L’échange qui suit (et qui se conclut par le rejet de l’amendement proposé) est assez fascinant, je vous encourage d’aller le lire par vous-même. Je vais essayer d’en résumer rapidement les points importants. Tout d’abord, il y a cette opposition « high vs. low » qui s’exprime sans s’assumer — confrontée à la question, on notera que la députée RN nie haut et fort vouloir désigner une « vraie » culture, alors qu’elle vient tout juste de dire le contraire. Puis le rapporteur spécial ( ?) Alexandre Holroyd prend la défense du Pass Culture :

  1. la culture légitime évolue sans cesse, il faut rester ouvert
  2. le manga est un produit d’appel qui amène les jeunes à la librairie où ils achètent des « livres d’une autre catégorie »
  3. lui-même lit des romans mais aussi de la bande dessinée
  4. (argument de la Ministre de la Culture) il y a des mangas qui parlent de choses sérieuses (personnages et événements historiques) ou qui adaptent de la littérature.

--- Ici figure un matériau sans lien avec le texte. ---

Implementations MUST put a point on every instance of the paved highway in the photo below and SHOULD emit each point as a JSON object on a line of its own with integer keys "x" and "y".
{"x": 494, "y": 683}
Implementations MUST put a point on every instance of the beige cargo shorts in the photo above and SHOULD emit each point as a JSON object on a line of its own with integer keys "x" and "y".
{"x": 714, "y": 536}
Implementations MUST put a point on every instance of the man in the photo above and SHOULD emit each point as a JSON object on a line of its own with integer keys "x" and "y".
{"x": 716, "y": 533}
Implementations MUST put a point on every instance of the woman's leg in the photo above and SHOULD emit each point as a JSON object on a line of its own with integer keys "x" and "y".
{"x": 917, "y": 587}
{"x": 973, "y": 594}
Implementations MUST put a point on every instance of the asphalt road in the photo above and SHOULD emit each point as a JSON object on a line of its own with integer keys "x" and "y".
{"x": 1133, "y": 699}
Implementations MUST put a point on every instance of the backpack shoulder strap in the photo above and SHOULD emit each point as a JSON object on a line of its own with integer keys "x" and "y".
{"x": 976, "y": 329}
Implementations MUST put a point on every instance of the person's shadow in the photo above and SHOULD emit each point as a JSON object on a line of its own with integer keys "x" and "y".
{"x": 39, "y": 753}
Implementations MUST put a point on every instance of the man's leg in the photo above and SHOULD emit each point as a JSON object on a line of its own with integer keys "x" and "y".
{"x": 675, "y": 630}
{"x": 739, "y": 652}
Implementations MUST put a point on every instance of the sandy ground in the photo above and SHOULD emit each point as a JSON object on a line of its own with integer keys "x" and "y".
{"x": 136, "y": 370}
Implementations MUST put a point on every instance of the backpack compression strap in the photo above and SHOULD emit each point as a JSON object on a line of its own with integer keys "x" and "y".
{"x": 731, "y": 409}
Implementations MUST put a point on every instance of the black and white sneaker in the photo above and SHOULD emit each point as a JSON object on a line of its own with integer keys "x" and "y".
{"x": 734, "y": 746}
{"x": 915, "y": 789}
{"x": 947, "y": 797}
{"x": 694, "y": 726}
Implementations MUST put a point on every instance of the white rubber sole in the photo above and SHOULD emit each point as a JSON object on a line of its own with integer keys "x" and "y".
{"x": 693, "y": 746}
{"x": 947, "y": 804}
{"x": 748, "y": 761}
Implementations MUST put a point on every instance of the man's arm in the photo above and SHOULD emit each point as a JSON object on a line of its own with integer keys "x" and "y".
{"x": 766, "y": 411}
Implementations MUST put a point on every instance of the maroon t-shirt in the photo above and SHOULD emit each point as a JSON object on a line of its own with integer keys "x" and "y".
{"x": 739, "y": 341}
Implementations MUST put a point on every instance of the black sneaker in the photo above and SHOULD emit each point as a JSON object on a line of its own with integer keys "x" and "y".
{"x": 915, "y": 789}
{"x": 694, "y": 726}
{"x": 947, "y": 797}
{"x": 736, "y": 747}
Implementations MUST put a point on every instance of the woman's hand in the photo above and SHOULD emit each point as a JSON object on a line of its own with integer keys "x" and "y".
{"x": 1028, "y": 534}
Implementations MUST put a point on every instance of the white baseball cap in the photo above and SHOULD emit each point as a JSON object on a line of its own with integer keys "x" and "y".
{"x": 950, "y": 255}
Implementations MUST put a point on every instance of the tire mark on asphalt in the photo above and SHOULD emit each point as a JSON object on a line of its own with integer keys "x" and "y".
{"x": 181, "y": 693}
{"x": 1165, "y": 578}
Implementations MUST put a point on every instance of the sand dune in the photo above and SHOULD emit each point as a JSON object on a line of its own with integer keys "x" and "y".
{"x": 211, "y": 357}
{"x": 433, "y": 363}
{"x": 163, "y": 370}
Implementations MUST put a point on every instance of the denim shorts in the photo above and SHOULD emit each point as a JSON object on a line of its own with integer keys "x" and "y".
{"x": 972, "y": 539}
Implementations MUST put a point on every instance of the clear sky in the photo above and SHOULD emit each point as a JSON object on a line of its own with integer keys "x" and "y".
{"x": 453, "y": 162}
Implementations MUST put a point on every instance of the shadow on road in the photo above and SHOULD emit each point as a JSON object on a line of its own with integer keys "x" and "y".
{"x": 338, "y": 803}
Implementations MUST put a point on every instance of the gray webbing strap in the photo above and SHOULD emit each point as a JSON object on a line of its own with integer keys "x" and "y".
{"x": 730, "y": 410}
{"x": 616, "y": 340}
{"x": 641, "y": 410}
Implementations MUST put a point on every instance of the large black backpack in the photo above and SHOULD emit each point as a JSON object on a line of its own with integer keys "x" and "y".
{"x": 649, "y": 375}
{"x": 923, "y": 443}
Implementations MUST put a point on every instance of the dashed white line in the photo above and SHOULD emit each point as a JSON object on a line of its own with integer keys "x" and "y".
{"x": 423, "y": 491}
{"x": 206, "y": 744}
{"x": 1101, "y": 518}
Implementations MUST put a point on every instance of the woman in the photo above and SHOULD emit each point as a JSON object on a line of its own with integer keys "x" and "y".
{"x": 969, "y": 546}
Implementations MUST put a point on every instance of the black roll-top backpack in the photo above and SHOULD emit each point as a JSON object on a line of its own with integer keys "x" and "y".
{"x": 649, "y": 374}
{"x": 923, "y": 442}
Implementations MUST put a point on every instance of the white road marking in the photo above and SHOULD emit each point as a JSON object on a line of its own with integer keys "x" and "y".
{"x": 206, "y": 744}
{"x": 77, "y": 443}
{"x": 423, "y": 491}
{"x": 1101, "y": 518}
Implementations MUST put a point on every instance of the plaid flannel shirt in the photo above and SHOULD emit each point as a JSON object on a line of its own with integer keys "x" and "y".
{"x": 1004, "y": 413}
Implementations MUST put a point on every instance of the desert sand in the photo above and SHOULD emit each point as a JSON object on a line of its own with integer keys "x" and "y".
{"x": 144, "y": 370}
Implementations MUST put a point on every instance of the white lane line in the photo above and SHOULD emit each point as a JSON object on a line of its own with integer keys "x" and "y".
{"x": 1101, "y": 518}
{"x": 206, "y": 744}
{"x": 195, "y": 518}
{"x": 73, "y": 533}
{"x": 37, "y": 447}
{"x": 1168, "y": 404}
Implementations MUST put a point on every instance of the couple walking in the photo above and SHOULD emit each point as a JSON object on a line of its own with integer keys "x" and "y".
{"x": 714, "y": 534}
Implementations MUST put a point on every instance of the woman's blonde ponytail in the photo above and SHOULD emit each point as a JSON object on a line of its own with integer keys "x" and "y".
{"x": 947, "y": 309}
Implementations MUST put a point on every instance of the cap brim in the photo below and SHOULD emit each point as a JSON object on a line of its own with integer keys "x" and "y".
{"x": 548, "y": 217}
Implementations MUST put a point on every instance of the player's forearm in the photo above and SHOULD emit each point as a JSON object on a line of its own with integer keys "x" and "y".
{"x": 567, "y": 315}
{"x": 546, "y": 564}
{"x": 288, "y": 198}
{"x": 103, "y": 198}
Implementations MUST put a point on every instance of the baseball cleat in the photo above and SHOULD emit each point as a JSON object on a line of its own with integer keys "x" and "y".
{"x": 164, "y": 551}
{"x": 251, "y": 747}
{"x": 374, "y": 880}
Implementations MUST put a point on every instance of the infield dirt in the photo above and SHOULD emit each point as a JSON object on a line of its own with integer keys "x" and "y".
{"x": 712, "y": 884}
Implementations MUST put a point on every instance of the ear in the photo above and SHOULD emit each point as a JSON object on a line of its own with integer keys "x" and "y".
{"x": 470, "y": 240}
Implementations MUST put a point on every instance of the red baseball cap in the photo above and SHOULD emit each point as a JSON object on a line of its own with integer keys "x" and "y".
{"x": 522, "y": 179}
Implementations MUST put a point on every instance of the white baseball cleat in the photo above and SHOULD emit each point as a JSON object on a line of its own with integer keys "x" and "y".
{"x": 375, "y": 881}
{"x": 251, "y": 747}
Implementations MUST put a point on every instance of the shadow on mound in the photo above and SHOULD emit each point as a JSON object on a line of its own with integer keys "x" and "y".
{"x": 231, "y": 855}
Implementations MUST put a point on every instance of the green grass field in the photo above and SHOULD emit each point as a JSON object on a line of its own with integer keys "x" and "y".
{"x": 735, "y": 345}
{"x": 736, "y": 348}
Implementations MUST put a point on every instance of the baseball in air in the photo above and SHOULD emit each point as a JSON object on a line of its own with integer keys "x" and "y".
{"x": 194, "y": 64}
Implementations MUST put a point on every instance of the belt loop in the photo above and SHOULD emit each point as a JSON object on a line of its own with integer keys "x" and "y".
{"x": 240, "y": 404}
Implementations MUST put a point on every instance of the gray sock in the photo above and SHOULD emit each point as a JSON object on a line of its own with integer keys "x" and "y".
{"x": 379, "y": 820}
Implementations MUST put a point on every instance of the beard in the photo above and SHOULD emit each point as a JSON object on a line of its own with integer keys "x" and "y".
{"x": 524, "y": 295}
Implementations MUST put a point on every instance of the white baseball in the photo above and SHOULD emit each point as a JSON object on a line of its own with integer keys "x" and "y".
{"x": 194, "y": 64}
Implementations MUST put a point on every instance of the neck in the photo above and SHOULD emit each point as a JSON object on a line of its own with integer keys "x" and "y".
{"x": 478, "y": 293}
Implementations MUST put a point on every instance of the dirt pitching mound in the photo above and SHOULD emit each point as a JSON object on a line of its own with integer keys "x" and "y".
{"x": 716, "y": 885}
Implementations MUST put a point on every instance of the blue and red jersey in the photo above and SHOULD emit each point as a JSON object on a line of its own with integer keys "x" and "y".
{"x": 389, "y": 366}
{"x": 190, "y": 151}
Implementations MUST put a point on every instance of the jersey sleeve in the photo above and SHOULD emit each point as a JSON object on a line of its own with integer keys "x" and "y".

(Réponse de la députée RN : « Votre propos est extrêmement démagogique et il fait effectivement allusion à un manga : Au pays de Candy. » Les puristes souligneront la confusion entre manga et adaptation animée, je note surtout la référence qui remonte au siècle dernier)

L’idée que la bande dessinée, et plus encore les mangas, ne relèverait pas de la « vraie » culture n’est pas nouvelle, et s’inscrit plus globalement dans les questions de légitimation culturelle, lesquelles ont toujours un temps de retard (mais c’est normal). On notera que comme pour la bande dessinée au sens large, la défense du manga ne s’appuie pas ici sur ce qui relèverait de ses qualités intrinsèques en tant qu’œuvre à part entière, mais est perçu avant tout comme une sorte de marchepied vers… vers quoi, d’ailleurs ? Vers ce qui ressortirait, sans le dire, sinon d’une « vraie » culture, du moins de la culture légitime. celle qui parle de Napoléon, de Jeanne d’Arc, de l’histoire de la France, cette culture écrite par Maupassant, Baudelaire et Balzac.
Alors oui, je ne peux que me réjouir de voir la Ministre prendre la défense d’une vision de la culture dans son acceptation la plus large, mais je regrette qu’elle utilise pour cela des hiérarchies implicites qui, à mon sens, n’ont plus lieu d’être (si elles l’ont jamais été). Difficile d’articuler en 280 signes ce qui « fait culture », mais il me semble que c’est avant tout ce sur quoi on décide de se pencher en lui reconnaissant ce potentiel, et en acceptant de mobiliser notre intelligence pour pouvoir découvrir et apprécier celui-ci. Certes, accepter de se laisser surprendre est aussi une manière de se mettre en danger — par rapport à ses convictions et ses certitudes, à ses idées préconçues aussi. Les belles découvertes sont à ce prix, et sans aucun doute, le jeu en vaut la chandelle. Mais assez philosophé (de comptoir), revenons à notre Pass Culture.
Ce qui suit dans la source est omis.